Andrea Shaw Resnick
Analyst
Thanks, Mark. Thanks, Joanne. Yes, absolutely, in the first quarter, we saw, obviously, very strong gross margin expansion. At Coach, that gross margin expansion was primarily driven by a reduction in promotional activity and higher IMU, while channel mix did help, given our growth in China, which as you know, Mark, international markets do have a higher overall gross margin. And, of course, having a very low exposure at Coach to wholesale also helps its gross margin. The overriding driver there was on the promotional -- the reduction in promotional activity in the higher AUR. At Kate Spade, we saw the primary driver, the channel mix, and as I spoke to in the prepared remarks, we saw a significant decline in year-over-year wholesale disposition, which, of course, is a low-margin business for us.
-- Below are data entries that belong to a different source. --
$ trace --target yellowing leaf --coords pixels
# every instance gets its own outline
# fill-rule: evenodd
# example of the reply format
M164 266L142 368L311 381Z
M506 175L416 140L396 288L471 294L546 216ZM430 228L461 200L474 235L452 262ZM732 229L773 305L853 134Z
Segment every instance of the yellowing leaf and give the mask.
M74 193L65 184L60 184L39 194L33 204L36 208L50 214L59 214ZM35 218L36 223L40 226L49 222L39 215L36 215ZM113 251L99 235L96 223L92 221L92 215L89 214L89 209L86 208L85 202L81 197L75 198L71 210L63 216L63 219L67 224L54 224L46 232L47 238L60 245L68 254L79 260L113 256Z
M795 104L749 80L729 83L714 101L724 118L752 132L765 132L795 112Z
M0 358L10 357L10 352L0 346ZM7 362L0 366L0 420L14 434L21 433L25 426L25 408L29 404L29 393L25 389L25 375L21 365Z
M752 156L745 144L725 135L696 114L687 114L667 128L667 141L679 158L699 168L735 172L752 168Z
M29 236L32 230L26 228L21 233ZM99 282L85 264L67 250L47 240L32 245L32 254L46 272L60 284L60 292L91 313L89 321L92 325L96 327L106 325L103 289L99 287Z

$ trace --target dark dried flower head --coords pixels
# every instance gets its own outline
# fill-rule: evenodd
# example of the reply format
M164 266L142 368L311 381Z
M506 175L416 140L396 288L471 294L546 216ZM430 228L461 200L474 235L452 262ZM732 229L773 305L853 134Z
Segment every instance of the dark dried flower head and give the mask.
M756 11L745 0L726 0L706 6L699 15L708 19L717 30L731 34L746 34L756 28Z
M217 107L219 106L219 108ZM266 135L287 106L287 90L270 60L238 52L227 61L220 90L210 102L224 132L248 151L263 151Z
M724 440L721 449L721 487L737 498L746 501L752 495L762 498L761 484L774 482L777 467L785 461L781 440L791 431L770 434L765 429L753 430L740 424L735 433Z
As we look ahead, in our second quarter, we would expect that gross margin at Coach would continue to be significantly expanding on a year-over-year basis, driven again by that promotional activity and AUR. At Kate Spade, we would not expect gross margin to increase and that will not have that, if you will, the channel mix driver in the second quarter, although, we would not expect promotional activity to be up year-over-year as it was not up in Q1, and we would expect gross margin at SW to be down. So in the second quarter, promotional activity at Coach and higher AURs at Coach will be the primary driver. And for the full-year, we would expect gross margin for Tapestry to be overall up. Obviously, in the fourth quarter of the year, just going out a little bit, we will have a very difficult comparison given the significant growth in gross margin in the fourth quarter of '20.